丹次「雪崩か、津波かは知りませんが、兎に角、アッシが、明日、貴方と一緒に刀を取り返しに行きます。

アッシが、ちゃんと談判しますから、一日だけ、騙されたと思って、アッシに任せて下さい。

死ぬのは其の後からでも死ねます。どうかぁ、此の刀を取り戻す件は、アッシに任せて下さい。

それから、傳吉さん、私は小僧ではなく、水澤村の高橋丹次郎と申します。ですから、二つ名で言うなら、水澤ノ丹次です。」

余りに熱心に丹次郎が申しますので、若松屋の傳吉も、駄目で元々!と、思いますから、彼の謂う事を聴いて任せた。

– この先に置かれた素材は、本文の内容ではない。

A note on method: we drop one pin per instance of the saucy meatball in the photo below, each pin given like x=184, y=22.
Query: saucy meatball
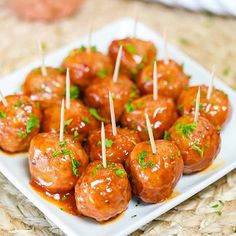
x=86, y=64
x=117, y=147
x=199, y=142
x=171, y=79
x=216, y=109
x=96, y=95
x=136, y=54
x=154, y=176
x=56, y=166
x=103, y=193
x=78, y=120
x=48, y=89
x=162, y=113
x=19, y=123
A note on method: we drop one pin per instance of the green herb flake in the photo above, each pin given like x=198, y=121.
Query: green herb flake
x=75, y=166
x=68, y=122
x=131, y=49
x=86, y=119
x=95, y=114
x=185, y=129
x=102, y=73
x=196, y=147
x=63, y=143
x=3, y=114
x=74, y=92
x=166, y=135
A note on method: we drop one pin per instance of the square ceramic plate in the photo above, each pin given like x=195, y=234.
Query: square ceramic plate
x=16, y=169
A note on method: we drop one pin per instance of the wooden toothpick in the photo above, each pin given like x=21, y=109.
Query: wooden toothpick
x=196, y=113
x=62, y=121
x=150, y=134
x=166, y=55
x=67, y=89
x=112, y=111
x=3, y=99
x=155, y=82
x=117, y=66
x=210, y=87
x=41, y=53
x=103, y=138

丹次「さて、今夜は此処に泊まりなさい。そして起きたら直ぐに、新町へ向かいましょう。新町迄はどれ位ですか?」

傳吉「高崎からだと、倉ヶ野、新町となりますから、三里余りは有りますよ。」

丹次「では、やはり明日の朝一番で新町へは行きましょう。私が掛け合ってあげるから安心して下さい。」

傳吉「ハイ、宜しくお願いします。」

丹次「では、コッチへ来て下さい。」

と、傳吉を連れて、裏木戸から戻った丹次郎は、客間の四畳半に戻ると、綾錦が相変わらず、豪快なイビキをかいていた。

烏カァーで、夜が明けて、お清が朝飯を運んで来てびっくりした。小僧と力士の二人だと思ったら、

川の字が出来ていて、真ん中に見慣れない商人が寝ている。三人に増えているのだ!

 「女将さん!女将さん!大変です。」

と、叫ぶお清の悲鳴に近い叫びが木霊する、吾妻屋の朝だった。